Summary: Ninety seconds can change a life — not just daily routine, but who you are as a person. Gretchen Asher knows this, because that’s how long a stranger held her body to the ground. When a car sped toward them and Gretchen’s attacker told her to run, she recognized a surprising terror in his eyes. And now she doesn’t even recognize herself.

Ninety seconds can change a life — not just the place you live, but the person others think you are. Phoenix Flores-Flores knows this, because months after setting off toward the U.S. / Mexico border in search of safety for his brother, he finally walked out of detention. But Phoenix didn’t just trade a perilous barrio in El Salvador for a leafy suburb in Atlanta.
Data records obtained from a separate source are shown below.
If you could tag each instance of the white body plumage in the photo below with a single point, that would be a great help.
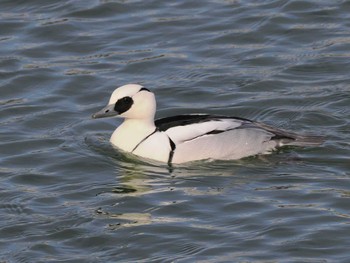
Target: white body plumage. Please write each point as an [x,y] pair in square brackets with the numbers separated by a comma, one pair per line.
[191,137]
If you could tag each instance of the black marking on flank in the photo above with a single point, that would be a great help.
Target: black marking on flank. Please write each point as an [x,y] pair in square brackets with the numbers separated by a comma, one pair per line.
[171,153]
[144,89]
[123,105]
[149,135]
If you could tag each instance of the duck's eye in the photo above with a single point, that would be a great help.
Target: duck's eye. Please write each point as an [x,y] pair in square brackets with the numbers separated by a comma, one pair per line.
[123,105]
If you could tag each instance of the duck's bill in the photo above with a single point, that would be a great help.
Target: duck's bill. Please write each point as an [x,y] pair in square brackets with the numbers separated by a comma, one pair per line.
[107,111]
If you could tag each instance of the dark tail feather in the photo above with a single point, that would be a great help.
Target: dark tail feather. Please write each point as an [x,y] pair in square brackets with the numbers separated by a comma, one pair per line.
[291,138]
[304,140]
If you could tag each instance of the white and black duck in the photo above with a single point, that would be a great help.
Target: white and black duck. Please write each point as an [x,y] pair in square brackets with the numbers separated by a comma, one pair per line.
[192,137]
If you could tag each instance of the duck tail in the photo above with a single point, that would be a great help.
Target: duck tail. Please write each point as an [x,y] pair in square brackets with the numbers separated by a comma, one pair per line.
[304,140]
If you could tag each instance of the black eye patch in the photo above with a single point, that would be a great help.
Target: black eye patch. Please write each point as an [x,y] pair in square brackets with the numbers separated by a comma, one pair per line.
[123,105]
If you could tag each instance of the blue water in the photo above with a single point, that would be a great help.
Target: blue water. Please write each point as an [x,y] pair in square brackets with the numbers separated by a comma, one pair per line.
[67,196]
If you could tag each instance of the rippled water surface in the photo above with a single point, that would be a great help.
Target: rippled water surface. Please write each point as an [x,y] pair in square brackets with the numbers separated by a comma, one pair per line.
[67,196]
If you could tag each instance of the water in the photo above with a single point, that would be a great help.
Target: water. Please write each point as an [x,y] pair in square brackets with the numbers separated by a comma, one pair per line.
[67,196]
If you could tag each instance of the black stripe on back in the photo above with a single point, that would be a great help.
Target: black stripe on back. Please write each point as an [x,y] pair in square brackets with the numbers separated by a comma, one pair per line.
[182,120]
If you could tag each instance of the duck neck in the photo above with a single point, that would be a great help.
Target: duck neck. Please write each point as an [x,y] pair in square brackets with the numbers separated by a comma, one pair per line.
[131,132]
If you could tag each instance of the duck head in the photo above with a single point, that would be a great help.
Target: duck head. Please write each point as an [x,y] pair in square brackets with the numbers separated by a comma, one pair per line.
[131,101]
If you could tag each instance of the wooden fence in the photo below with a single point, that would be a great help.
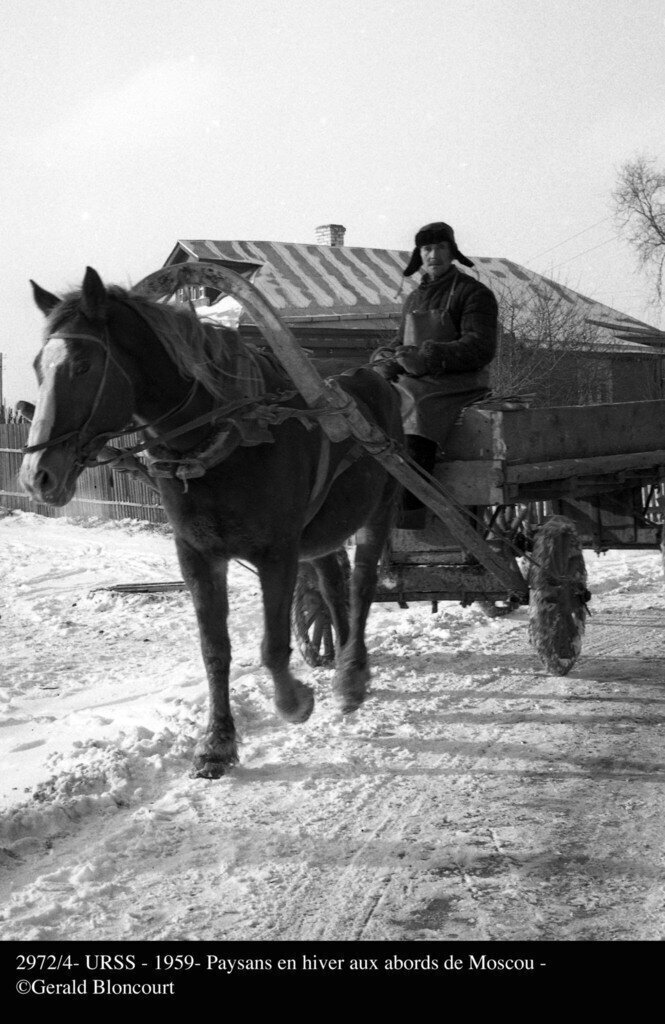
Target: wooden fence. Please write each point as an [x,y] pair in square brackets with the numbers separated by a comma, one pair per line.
[100,492]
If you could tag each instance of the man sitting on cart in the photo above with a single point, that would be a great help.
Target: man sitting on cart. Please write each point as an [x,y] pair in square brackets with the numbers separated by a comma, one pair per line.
[439,360]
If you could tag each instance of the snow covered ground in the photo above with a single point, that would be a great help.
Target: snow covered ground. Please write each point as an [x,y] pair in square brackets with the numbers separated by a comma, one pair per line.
[474,797]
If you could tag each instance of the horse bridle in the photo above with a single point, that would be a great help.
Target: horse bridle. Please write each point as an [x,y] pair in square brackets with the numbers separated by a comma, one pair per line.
[82,453]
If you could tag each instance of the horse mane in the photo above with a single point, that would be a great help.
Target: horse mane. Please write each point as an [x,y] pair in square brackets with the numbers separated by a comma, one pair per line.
[213,355]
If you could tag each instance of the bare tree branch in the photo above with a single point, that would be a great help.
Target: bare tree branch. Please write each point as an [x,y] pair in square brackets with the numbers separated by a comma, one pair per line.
[639,210]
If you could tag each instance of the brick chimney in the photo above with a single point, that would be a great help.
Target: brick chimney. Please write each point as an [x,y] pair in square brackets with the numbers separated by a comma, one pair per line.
[330,235]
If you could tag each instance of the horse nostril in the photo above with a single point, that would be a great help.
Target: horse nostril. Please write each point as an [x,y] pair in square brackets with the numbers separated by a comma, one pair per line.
[42,480]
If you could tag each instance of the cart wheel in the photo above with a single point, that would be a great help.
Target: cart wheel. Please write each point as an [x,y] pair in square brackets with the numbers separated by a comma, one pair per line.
[309,616]
[557,605]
He became that person — the one his new neighbors crossed the street to avoid.

Ninety seconds can change a life — so how will the ninety seconds of Gretchen and Phoenix’s first encounter change theirs?

Told in alternating first person points of view, The Radius of Us is a story of love, sacrifice, and the journey from victim to survivor. It offers an intimate glimpse into the causes and devastating impact of Latino gang violence, both in the U.S. and in Central America, and explores the risks that victims take when they try to start over. Most importantly, Marie Marquardt’s The Radius of Us shows how people struggling to overcome trauma can find healing in love.

Review: The Radius of Us is a love story. It is also a story of how relationships and connection can bring healing. A painful and frightening attack has changed Gretchen and she doesn’t believe she will ever be the same again. Phoenix has been through even more trauma than Gretchen, and his life is in limbo. The two of them manage to move forward in spite of their fears and concerns though.

What I liked about the book was the way the characters were dealing with trauma in different ways. Gretchen’s family has access to a wide variety of resources. One of the most powerful moments in her healing though is when Phoenix doesn’t try to tell her to move past it, but asks her what her panic attacks are like. In that moment, he is giving her permission to be in that space. He’s not pointing out how she should be able to think her way through this or just get past it. He listens and acknowledges where she is in her journey. Phoenix also has a little brother who is dealing with his own trauma. Art is one way he is finding healing and expressing himself though he is bottling up many of his feelings. An aspect of the emotional piece that didn’t sit as well with me was how often Gretchen described herself as crazy and certifiable. It’s not really countered either.

Phoenix’s own journey, both physically and mentally, has been a rough one. There are many things about El Salvador that he loves, but he and his family were in extreme danger. Their trip through Mexico was also incredibly traumatic. Readers get a picture of how complicated and dangerous such a trip can be and how immigration is not a simple issue. On a side note, it was also interesting to hear about the vacationing volunteers who would go to El Salvador to help, but didn’t know how to do things.

This is a book that celebrates and honors human connection and the resiliency of people.

Recommendation: Get it soon especially if you enjoy contemporary romances. This is a beautiful story of love and hope.